Category Archives: 3G

4G screaming wireless is awesome. You won’t get it for years.

If you’re wondering why economist Austan Goolsbee is pitching Obama’s plan to auction off airwaves and invest federal dollars in 4G wireless, beyond the vague promise of jobs, let’s take a look at what 4G could do and why it’s so slow in coming.

The good news is the next generation of wireless networks, called 4G, will be 50 times as fast as the pokey connection you now have on your iPhone or Droid smartphone. The bad news is without a big push, that true speed increase may take 15 years to get here.
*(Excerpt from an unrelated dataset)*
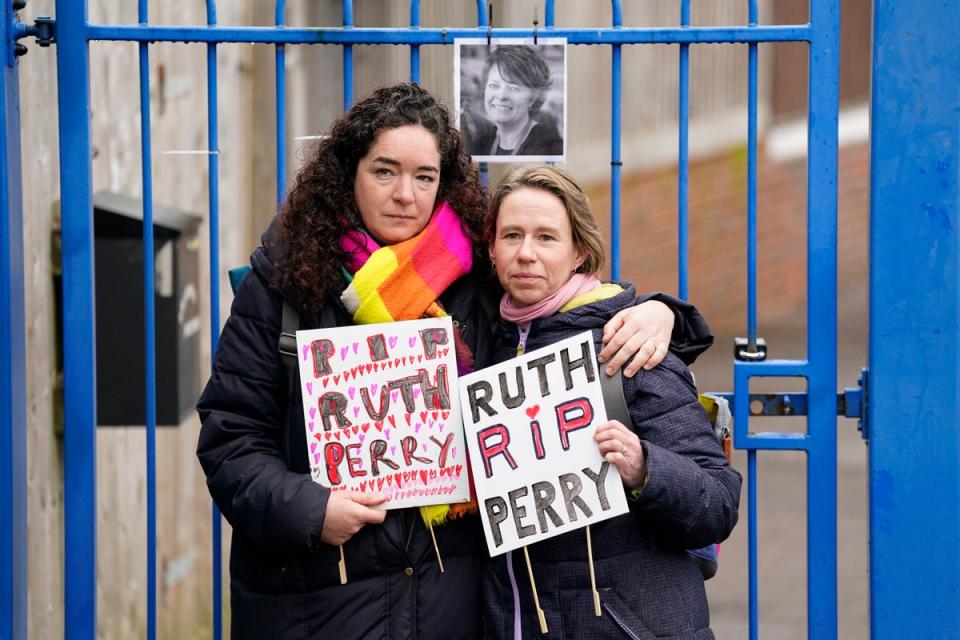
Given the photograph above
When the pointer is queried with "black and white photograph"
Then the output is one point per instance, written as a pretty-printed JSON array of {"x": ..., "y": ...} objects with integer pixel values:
[{"x": 511, "y": 98}]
The future is complicated. In the U.S. we’re now riding 3G, a cell system that moves information to your phone at about 2 megabits per second. (Quick refresher, class: A bit is the smallest unit of digital data, the on-off 1-or-0 of computer storage, with 8 bits adding up to 1 byte. Consumers are more familiar with bytes since those are the standard metric for computer hard drives, but data-transfer geeks talk in bits — same idea, just one-eighth the size.) The speedy broadband connection on your office computer sends data at about 4 to 5 megabits per second. So imagine what the world will be like when 4G arrives at 100 megabits per second — your phone and tablet will become lightning fast.

The implications are enormous. 4G speed would make two-way high-definition video calls seamless. You could download an entire HD film in three minutes. The superb video capabilities could crush the cable industry, as tablet holders pull down HD clips on demand anywhere, anytime. And 4G has a nice feature 3G doesn’t — seamless handoffs in data transfer as you leave one cell (wireless station zone) for another, meaning the Internet connection will really be always on, avoiding the hiccupy black holes you find, say, on the Amtrak Acela route from New York to DC.

If 4G pushes HD on-demand video everywhere, advertising is likely to be shaken to its core, as cable fades and mobile tablets rise. The revolutions in wireless will inspire thousands of new business models, which is why Goolsbee and Obama promise future jobs will blossom under 4G’s light.

That’s the dream, but now the nightmare. 4G won’t arrive anytime soon, despite the fact Sprint is pitching its current enhanced 3G network as 4G and Apple and Verizon promise to roll theirs out in the next two years. It’s not the carriers’ fault. True 4G coverage requires building about 10,000 cell sites that cost hundreds of thousands of dollars a pop; CNN reports the whopping $8 billion price tag will add 30% to carrier operating costs, and it’s unlikely AT&T, Verizon and the others can swallow that all at once. Even if they build out aggressively, they have to maintain all the 3G service we now expect for the current generation of iPhones. Duplication and redundancy will brake our evolution to the always-on wireless Internet future.

This is likely why today’s first “4G” branded networks from Verizon, T-Mobile and Sprint don’t come near the speed of true 4G.

Compounding the slow rollout is the fact new devices will quickly compete for the new bandwidth, creating traffic jams as 4G scales just as new highways paradoxically attract more cars. AT&T ran afoul of this very problem when it launched the iPhone; data traffic jumped 5,000% within a few years, and the company’s reward for being the first Apple phone carrier was a bad rep for spotty coverage and dropped calls.

Mobile can unlock economic potential. In today’s comparatively glacial 3G app economy, Goolsbee notes, “I understand there are even two kid millionaires in Finland selling games about angry birds.” Future million-dollar 4G business ideas are waiting, but without a push, it may be today’s 6th graders who get them.

Apple to launch faster iPhone. Early adopters cry.

Yeah, it’s official. Bloomberg reports at 3 a.m. this morning that Apple will sell an updated iPhone this spring, which will download the internet much faster using the 3G network. News came from AT&T’s chief Randall Stephenson.

Why on this good green Earth AT&T would say such a thing a few weeks before Christmas, with the holiday shoppers in full swing, is beyond us. Steve Jobs must be screaming now that word is out. Apple is targeting 10 million iPhone sales worldwide in 2008, which would give it 1% of the world’s mobile market. This won’t help sales.

It’s not a done deal yet, though. Apple has serious kinks to work out of the 3G upgrade, including battery life, since the high-speed data transfer can drain juice fast. Jobs himself noted Apple was having difficulty getting the battery life of a 3G iPhone up above 5 hours. The Samsung BlackJack, by comparison, uses the speedy 3G network and got slammed in reviews for a short battery run — what good is a sexy cell phone if you have to tether it to a wall outlet?

As for us, we returned our first iPhone in July. The guy at the Apple counter looked shocked, even after we explained we didn’t want to wait 2 minutes for every email with HTML to download. The current iPhone is a beautiful, glimmering paperweight. Can’t wait for it to work with the real internet come Easter.

Update: A reader notes Stephenson did not explicitly say spring, just “next year.” We bet spring anyway because now the news is out, iPhone sales will tank, and as the holiday spending frenzy ebbs Apple will need to juice its spring sales. If only we could get 3G for Christmas.